"Between Growth and Stability, The Demise and Reform of the European Union's Stability and Growth Pact" - Recension d'un ouvrage relatif à la croissance et à la stabilité
La rubrique "Bibliothèque européenne" du Bulletin Quotidien Europe
n°9841/812 daté du 17 février 2007 propose une récension d'ouvrages récents consacrés aux questions monétaires, économiques et financières
dont deux d'entre eux font l'objet d'une présentation sur ce blog.
Il s'agit de :
- "Between Growth and Stability,
The Demise and Reform of the European Union's Stability and Growth Pact", ouvrage collectif sous la direction de Leila Simona et de Bernard Casey (Elgar
Publishing : www.e-elgar.com - 2008 - IBSN
978-1-84720-206-2), objet du présent article ;
et de :
- "Les Unions monétaires en droit international", de Moustapha Lô Diatta (Presses Universitaires de France : www.puf.com ; Collection " Publications de l'Institut universitaire de hautes études internationales de Genève" - 2007 - IBSN
2-13-055915-8), objet d'un second article.
"Between Growth and Stability, The Demise and Reform of the European Union's Stability and Growth Pact" (récension de Thomas Bauwen)
Lorsqu'il fut adopté en 1997 à Amsterdam, le Pacte de croissance et de stabilité imposait aux Etats membres des critères de convergence économique à
respecter en vue de l'achèvement de l'Union conomique et monétaire. Ces critères étaient alors considérés comme incontournables, à tel point que le Pacte était présenté comme le "gardien
de la force et de la crédibilité de la future Union économique et monétaire".
Pourtant, en 2003, c'est la douche froide : la France et l'Allemagne n'arrivent plus à suivre et font exploser les limites fixées par le Pacte, menant à
la réforme de 2005, avec des règles assouplies sur plusieurs points.
Selon les auteurs de cet ouvrage, cette réforme peut être assimilée à un véritable échec du Pacte. Pourquoi ? selon eux, parce que - et c'est ce qu'ils
s'attachent à démontrer - "les évènements de novembre 2003 et les changements apportés au Pacte de croissance et de stabilité en mars 2005 configurent un instrument politique et économique
différent de celui qui avait été approuvé originellement". Exit donc, le "gardien" sur lequel était censé reposer toute l'architecture économique et monétaire de l'Union.
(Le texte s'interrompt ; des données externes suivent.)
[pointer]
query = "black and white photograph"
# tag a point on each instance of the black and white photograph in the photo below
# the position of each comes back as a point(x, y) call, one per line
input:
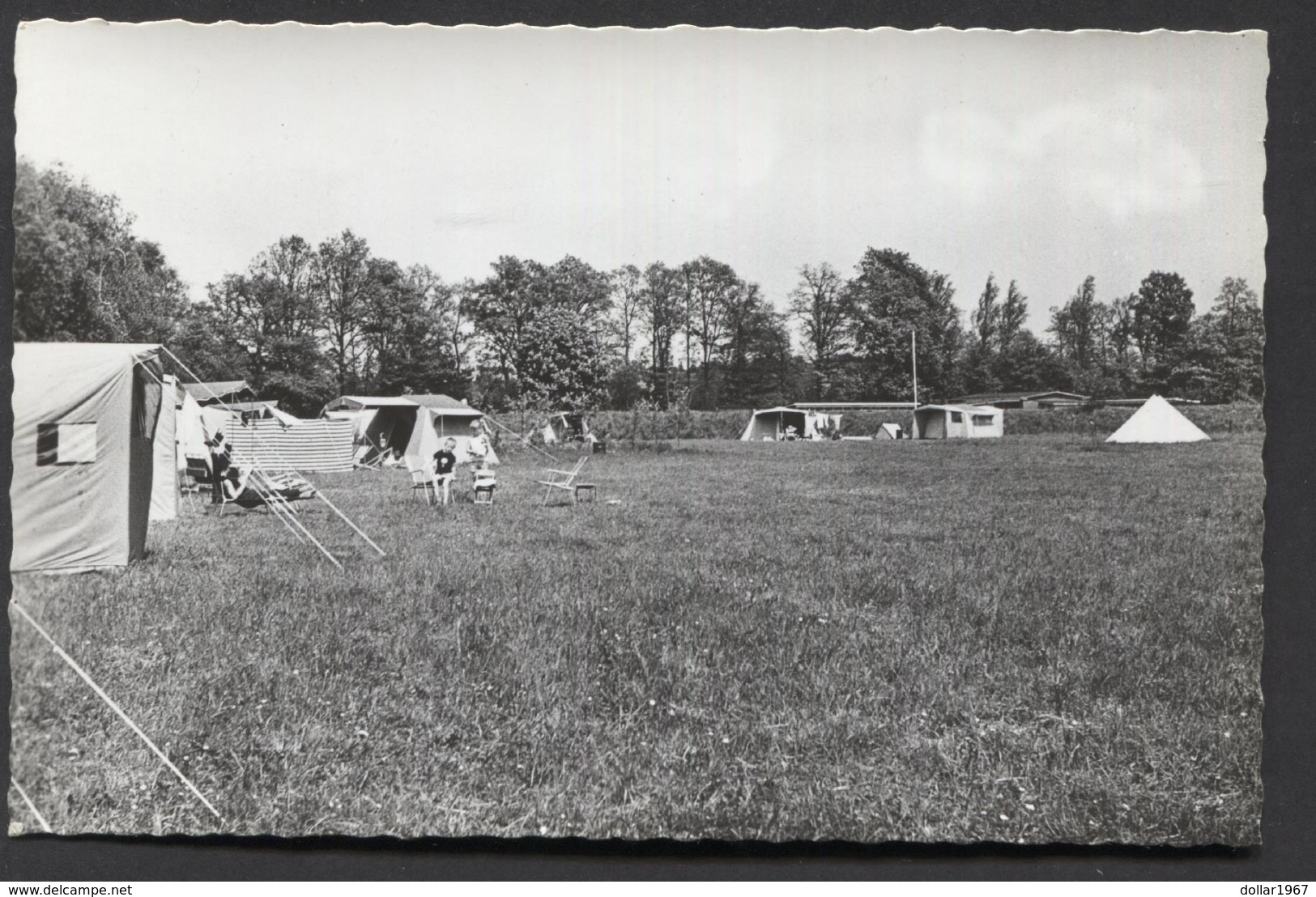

Ce constat entraine automatiquement une série de questions primordiales. Quels ont été les effets de la "disparition" du Pacte sur l'UEM ? Quel a été le
rôle des Etats membres dans la crise ? Quelle fut la réaction des marchés financiers ? La chute du Pacte est-elle un signal de crise de l'intégration européenne dans son ensemble ? Le Pacte
réformé apporte-t-il des solutions adaptées aux problèmes de 2003 ?
Tout au long des six contributions qui le composent, ce bel ouvrage, écrit sous la direction de deux grands économistes de Londres, tente d'apporter des
réponses à ces questions en se concentrant sur la question de la crédibilité. Combinant les perspectives économique et politique, il cherche plus exactement à "trouver une solution aux
dilemmes posés par la coordination de la politique budgétaire dans le contexte d'une zone monétaire commune" et à analyser la crédibilité de ce type d'accords économiques internationaux.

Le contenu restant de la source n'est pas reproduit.